Management Discussion
- Approximately 70% of our sales are denominated in the U.S. dollar. In certain countries, however, we also invoice and collect in various foreign currencies, principally euro, British pound, Japanese yen, Australian dollar and Chinese renminbi. In addition, we incur and pay operating expenses in currencies other than the U.S. dollar. As a result, our financial statements, including our revenue, operating expenses, unearned revenue and the resulting cash flows derived from the U.S. dollar equivalent of foreign currency transactions, are affected by foreign exchange fluctuations.
- License revenue relating to the sale of on-premises licenses that are part of a multi-year contract is generally recognized upon delivery of the underlying license, whereas revenue derived from our subscription and SaaS offerings is generally recognized over time as customers consume the services or ratably over the term of the subscription, commencing upon provisioning of the service. Our subscription offerings consisted primarily of our VMware Cloud Provider Program (“VCPP”) and VMware Tanzu offerings, and our SaaS offerings consisted primarily of our VMware Aria, Workspace ONE, VMware Carbon Black Cloud and VMware Cloud on AWS offerings. Subscription and SaaS offerings generally have a duration of one month, one-year, or three-years and are invoiced to the customers either upfront, annually, quarterly or monthly.

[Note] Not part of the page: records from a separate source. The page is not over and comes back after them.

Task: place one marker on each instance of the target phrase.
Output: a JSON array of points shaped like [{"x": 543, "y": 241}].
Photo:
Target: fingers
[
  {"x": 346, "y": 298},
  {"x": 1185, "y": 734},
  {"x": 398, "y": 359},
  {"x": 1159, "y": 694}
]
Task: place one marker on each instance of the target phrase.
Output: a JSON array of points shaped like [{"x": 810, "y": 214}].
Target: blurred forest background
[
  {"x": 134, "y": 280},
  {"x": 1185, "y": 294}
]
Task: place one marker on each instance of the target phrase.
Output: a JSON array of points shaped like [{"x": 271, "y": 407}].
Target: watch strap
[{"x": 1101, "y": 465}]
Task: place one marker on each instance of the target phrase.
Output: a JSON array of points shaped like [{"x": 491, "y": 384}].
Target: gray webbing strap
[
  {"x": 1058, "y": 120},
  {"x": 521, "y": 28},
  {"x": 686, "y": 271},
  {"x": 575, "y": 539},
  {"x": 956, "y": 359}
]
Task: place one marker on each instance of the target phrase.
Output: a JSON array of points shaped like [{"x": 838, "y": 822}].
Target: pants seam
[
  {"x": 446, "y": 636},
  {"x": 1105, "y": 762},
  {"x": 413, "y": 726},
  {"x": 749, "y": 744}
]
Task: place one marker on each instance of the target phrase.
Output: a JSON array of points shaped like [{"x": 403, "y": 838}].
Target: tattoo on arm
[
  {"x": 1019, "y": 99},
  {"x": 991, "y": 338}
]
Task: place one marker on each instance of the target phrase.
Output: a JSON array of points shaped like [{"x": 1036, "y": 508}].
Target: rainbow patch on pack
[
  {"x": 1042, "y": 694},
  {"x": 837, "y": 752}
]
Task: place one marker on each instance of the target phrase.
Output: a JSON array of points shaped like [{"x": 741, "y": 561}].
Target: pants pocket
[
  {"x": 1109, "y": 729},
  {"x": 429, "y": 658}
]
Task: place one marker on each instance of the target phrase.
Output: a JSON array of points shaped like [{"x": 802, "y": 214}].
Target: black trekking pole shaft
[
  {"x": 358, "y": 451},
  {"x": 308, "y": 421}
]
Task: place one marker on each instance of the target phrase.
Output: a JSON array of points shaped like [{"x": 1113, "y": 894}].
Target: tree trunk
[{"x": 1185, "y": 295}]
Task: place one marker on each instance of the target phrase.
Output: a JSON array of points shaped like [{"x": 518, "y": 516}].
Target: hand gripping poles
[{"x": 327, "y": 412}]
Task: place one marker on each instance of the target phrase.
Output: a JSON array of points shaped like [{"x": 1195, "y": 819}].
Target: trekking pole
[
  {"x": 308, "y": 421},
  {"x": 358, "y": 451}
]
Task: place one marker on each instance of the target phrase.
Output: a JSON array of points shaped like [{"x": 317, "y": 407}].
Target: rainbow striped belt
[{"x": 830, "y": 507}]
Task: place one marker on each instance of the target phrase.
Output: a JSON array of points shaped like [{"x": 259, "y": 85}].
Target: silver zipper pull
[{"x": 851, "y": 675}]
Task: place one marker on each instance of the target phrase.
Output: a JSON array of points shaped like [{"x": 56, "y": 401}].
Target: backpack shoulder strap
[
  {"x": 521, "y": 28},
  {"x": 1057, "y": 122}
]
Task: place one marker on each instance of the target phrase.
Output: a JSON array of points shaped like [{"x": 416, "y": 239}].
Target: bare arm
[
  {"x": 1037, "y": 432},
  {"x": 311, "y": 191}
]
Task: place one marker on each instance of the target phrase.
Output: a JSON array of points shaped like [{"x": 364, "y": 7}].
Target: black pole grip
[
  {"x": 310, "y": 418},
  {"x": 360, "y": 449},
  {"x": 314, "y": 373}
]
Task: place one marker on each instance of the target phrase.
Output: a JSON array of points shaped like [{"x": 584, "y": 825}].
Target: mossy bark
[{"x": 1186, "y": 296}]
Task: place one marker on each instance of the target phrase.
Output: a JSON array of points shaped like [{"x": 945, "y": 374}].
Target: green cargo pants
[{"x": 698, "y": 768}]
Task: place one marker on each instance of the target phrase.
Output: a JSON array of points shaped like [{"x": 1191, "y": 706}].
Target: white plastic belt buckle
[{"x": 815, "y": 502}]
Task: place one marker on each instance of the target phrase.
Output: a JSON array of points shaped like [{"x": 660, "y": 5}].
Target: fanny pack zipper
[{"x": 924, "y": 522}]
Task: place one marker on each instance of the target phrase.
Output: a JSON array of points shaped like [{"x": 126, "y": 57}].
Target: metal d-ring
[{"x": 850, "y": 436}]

- As customers adopt our subscription and SaaS offerings, license and software maintenance revenue has been, and may continue to be, lower and subject to greater fluctuation in the future, driven by a higher proportion of our sales occurring through our subscription and SaaS offerings as well as the variability of large deals between fiscal quarters. Such large deals historically have had a large license revenue impact.